Hello gentlemen and gentlewomen.
I’ve gotten my very complex kernel to work on both cpu and gpu now, and that constitutes proof of concept for me.
It’s time, I think, to give this MacBook Pro a bit of a rest (I’m cooking the poor thing alive!) and get a Mac Pro with a heavy-duty graphics card to take it to the next level.
I calculate that I’ll need at least 1.26 TeraFlops, and I’d rather have about 2.3. The Radeon 5870 available in the Mac Pro claims about 2.7, which should be wonderlicious. But, the programming I’ve done so far has been on the NVidia 300GM in my MacBook Pro.

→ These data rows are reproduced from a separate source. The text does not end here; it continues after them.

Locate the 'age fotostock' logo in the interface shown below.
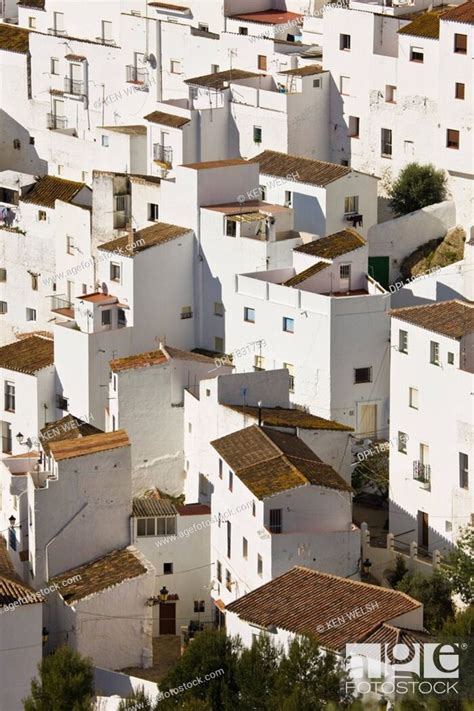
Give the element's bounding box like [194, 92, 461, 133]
[346, 643, 460, 696]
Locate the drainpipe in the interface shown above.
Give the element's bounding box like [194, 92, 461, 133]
[45, 503, 88, 582]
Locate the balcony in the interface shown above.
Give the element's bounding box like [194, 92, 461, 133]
[46, 114, 67, 131]
[413, 460, 431, 489]
[125, 64, 148, 89]
[64, 77, 84, 96]
[153, 143, 173, 166]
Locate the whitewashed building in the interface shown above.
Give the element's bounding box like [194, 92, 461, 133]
[390, 300, 474, 552]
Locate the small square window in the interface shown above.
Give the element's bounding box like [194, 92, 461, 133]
[283, 316, 295, 333]
[339, 35, 351, 52]
[446, 128, 459, 149]
[454, 81, 466, 100]
[110, 262, 122, 284]
[244, 306, 255, 323]
[398, 432, 408, 454]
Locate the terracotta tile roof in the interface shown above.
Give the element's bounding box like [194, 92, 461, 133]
[98, 222, 191, 257]
[441, 0, 474, 25]
[211, 425, 352, 499]
[50, 546, 150, 605]
[21, 175, 87, 208]
[176, 504, 211, 516]
[227, 405, 354, 432]
[0, 535, 44, 608]
[295, 227, 366, 259]
[0, 23, 30, 54]
[226, 566, 421, 651]
[283, 262, 330, 286]
[182, 158, 248, 170]
[184, 69, 262, 91]
[249, 151, 351, 187]
[132, 496, 178, 517]
[398, 12, 446, 39]
[0, 336, 54, 375]
[143, 111, 191, 128]
[49, 430, 130, 462]
[229, 10, 303, 25]
[40, 414, 101, 454]
[389, 299, 474, 340]
[278, 64, 327, 77]
[99, 124, 146, 136]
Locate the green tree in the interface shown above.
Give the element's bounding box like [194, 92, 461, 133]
[157, 630, 241, 711]
[397, 570, 454, 633]
[442, 526, 474, 605]
[388, 163, 446, 216]
[269, 636, 348, 711]
[23, 647, 94, 711]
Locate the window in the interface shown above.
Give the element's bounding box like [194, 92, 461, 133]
[454, 81, 466, 99]
[349, 116, 360, 138]
[380, 128, 392, 158]
[339, 35, 351, 52]
[344, 195, 359, 215]
[225, 217, 237, 237]
[430, 341, 439, 365]
[253, 126, 262, 143]
[446, 128, 459, 149]
[354, 367, 372, 385]
[283, 316, 295, 333]
[101, 309, 112, 326]
[339, 76, 351, 96]
[244, 306, 255, 323]
[226, 521, 232, 558]
[454, 33, 467, 54]
[56, 395, 69, 412]
[110, 262, 122, 284]
[283, 363, 295, 393]
[408, 388, 418, 410]
[4, 380, 15, 412]
[270, 509, 282, 533]
[398, 432, 408, 454]
[410, 47, 425, 64]
[459, 452, 469, 489]
[398, 328, 408, 353]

SO, I’m wondering – should I stay with NVidia, since my stuff already runs on their branded hardware, even though it’s a different architecture? … OR, go for the ATI for the raw (claimed) processing power, and hope that the debugging I’ve already done isn’t too wasted?
The problem with NVidia, it doesn’t support OpenCL 1.1, because they are trying to be monopolist like Intel in CPU and Microsoft in software. I don’t like these three companies. But buying one step next card is not so advantageous act, buying ATI 6990 the two step next is better choice.

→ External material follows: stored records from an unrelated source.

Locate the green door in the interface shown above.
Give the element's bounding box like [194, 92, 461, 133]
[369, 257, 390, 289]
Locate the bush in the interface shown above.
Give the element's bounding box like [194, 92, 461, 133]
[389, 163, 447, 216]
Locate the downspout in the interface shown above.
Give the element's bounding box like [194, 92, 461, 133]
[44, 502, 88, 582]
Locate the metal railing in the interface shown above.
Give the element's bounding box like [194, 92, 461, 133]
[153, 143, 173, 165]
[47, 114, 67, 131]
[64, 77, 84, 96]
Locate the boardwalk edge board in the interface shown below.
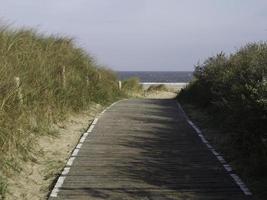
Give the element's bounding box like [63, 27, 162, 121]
[49, 99, 126, 198]
[177, 102, 252, 196]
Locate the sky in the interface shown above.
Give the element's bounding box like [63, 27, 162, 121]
[0, 0, 267, 71]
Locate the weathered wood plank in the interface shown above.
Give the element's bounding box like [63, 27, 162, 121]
[50, 100, 251, 200]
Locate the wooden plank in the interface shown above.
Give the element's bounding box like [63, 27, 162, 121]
[50, 99, 255, 200]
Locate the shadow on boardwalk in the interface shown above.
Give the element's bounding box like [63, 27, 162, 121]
[51, 100, 252, 200]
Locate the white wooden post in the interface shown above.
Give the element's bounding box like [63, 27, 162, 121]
[14, 77, 23, 105]
[62, 66, 66, 89]
[119, 81, 121, 90]
[86, 76, 89, 87]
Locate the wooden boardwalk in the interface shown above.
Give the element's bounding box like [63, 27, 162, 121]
[49, 99, 251, 200]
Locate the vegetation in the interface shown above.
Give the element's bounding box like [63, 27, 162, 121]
[178, 43, 267, 198]
[0, 26, 126, 199]
[122, 77, 143, 96]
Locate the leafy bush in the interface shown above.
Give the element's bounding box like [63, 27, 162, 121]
[0, 26, 122, 191]
[178, 43, 267, 174]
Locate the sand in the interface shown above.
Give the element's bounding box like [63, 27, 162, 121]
[4, 90, 177, 200]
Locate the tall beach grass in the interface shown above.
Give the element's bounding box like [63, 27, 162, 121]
[0, 26, 126, 199]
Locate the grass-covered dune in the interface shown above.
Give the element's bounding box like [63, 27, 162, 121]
[0, 26, 128, 198]
[178, 43, 267, 198]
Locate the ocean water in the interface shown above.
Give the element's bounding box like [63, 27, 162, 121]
[117, 71, 193, 83]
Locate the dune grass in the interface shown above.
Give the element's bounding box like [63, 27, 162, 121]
[0, 26, 124, 199]
[178, 43, 267, 198]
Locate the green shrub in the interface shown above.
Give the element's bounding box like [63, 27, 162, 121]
[147, 84, 168, 92]
[178, 43, 267, 174]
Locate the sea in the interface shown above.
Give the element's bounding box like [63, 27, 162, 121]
[117, 71, 193, 83]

Thanks for the suggestion, uelkfr.
I like your thinking, and I also do not like monopolists.
My problem with going to the 6900 is that I’m on MacOS, and I’m pretty sure that dual-gpu cards only show as a single gpu there (same with 5970), so half the silicon would be wasted. Plus, I think that two 8-pin power connectors are required, which the Mac Pro lacks.

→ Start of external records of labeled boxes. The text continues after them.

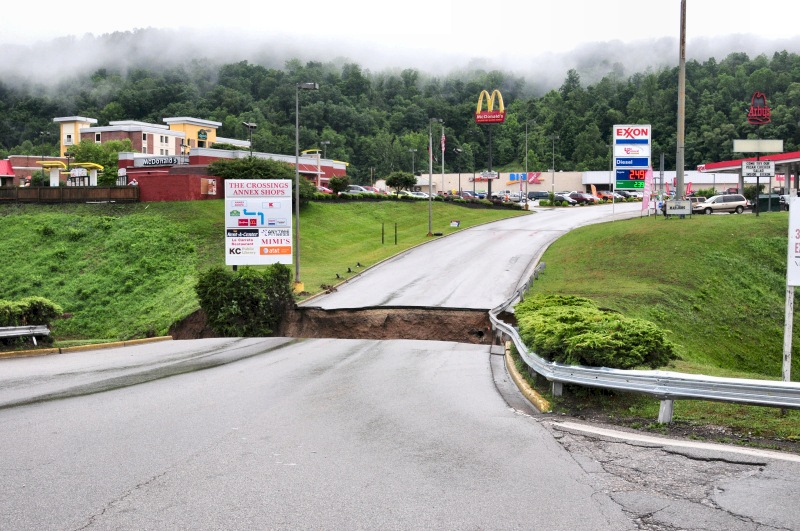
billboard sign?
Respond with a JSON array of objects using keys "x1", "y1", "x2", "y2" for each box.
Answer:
[
  {"x1": 225, "y1": 179, "x2": 294, "y2": 265},
  {"x1": 612, "y1": 124, "x2": 652, "y2": 190},
  {"x1": 475, "y1": 89, "x2": 506, "y2": 124}
]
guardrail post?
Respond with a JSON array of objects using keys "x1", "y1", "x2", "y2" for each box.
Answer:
[{"x1": 658, "y1": 400, "x2": 674, "y2": 424}]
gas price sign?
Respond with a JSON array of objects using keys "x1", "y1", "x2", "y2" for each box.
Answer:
[
  {"x1": 612, "y1": 124, "x2": 651, "y2": 190},
  {"x1": 616, "y1": 170, "x2": 647, "y2": 190}
]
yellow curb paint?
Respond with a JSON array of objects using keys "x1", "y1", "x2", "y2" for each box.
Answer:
[
  {"x1": 0, "y1": 348, "x2": 59, "y2": 358},
  {"x1": 123, "y1": 336, "x2": 172, "y2": 347},
  {"x1": 0, "y1": 336, "x2": 172, "y2": 359},
  {"x1": 505, "y1": 343, "x2": 552, "y2": 413},
  {"x1": 61, "y1": 341, "x2": 125, "y2": 354}
]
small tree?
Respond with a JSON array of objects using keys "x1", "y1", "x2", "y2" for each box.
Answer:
[
  {"x1": 328, "y1": 177, "x2": 350, "y2": 194},
  {"x1": 195, "y1": 264, "x2": 294, "y2": 337},
  {"x1": 386, "y1": 171, "x2": 417, "y2": 192}
]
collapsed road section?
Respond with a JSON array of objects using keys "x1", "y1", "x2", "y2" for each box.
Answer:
[{"x1": 169, "y1": 306, "x2": 492, "y2": 345}]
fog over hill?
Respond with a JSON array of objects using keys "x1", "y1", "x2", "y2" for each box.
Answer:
[{"x1": 0, "y1": 28, "x2": 800, "y2": 95}]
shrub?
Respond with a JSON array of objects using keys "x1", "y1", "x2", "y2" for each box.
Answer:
[
  {"x1": 0, "y1": 297, "x2": 64, "y2": 326},
  {"x1": 514, "y1": 295, "x2": 676, "y2": 369},
  {"x1": 195, "y1": 264, "x2": 294, "y2": 337}
]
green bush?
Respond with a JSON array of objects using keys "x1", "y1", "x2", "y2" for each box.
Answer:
[
  {"x1": 195, "y1": 264, "x2": 294, "y2": 337},
  {"x1": 514, "y1": 295, "x2": 676, "y2": 369},
  {"x1": 0, "y1": 297, "x2": 64, "y2": 326}
]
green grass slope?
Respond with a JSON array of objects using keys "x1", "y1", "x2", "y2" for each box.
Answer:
[
  {"x1": 0, "y1": 200, "x2": 525, "y2": 341},
  {"x1": 532, "y1": 212, "x2": 800, "y2": 379}
]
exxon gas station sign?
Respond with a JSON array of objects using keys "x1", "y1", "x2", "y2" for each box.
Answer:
[{"x1": 612, "y1": 124, "x2": 652, "y2": 190}]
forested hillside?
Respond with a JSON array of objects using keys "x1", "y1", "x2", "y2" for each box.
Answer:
[{"x1": 0, "y1": 47, "x2": 800, "y2": 183}]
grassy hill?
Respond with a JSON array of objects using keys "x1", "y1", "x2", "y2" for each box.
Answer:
[
  {"x1": 0, "y1": 201, "x2": 800, "y2": 444},
  {"x1": 0, "y1": 200, "x2": 524, "y2": 342},
  {"x1": 532, "y1": 212, "x2": 800, "y2": 444},
  {"x1": 533, "y1": 212, "x2": 800, "y2": 378}
]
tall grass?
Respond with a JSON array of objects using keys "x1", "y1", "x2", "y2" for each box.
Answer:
[
  {"x1": 0, "y1": 200, "x2": 522, "y2": 340},
  {"x1": 533, "y1": 212, "x2": 800, "y2": 378}
]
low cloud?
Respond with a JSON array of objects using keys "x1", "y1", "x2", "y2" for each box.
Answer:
[{"x1": 0, "y1": 29, "x2": 800, "y2": 93}]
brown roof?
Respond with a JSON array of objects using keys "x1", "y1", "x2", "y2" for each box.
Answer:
[{"x1": 0, "y1": 160, "x2": 14, "y2": 177}]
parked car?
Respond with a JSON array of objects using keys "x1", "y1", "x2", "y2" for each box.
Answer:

SO, in a single-gpu card, there are several ATI options that claim over 2 teraflops … the highest seem to be the 5870 (2.7Tf) and the 6970 (also 2.7Tf). The 6970 supports double precision, but not fast enough for my purposes; also, I have already converted my algorithms to single precision and have discovered that to be adequate.
6950 2.25 Tf … 6870 2 Tf … so, if I want is the fastest single-precision performance available in a single-gpu card, it looks like the 5870 or the 6970. I’d love to have the entire 2.7 Tf, but of course it would be very unlikely to achieve the maximum theoretical throughput. As far as needing to vectorize the kernel to achieve best performance on ATI vs. nV, I think that would not be too hard to do … maybe one long day to change all relevant floats to float4s while correspondingly reducing the granularity of my kernel … if I get lucky!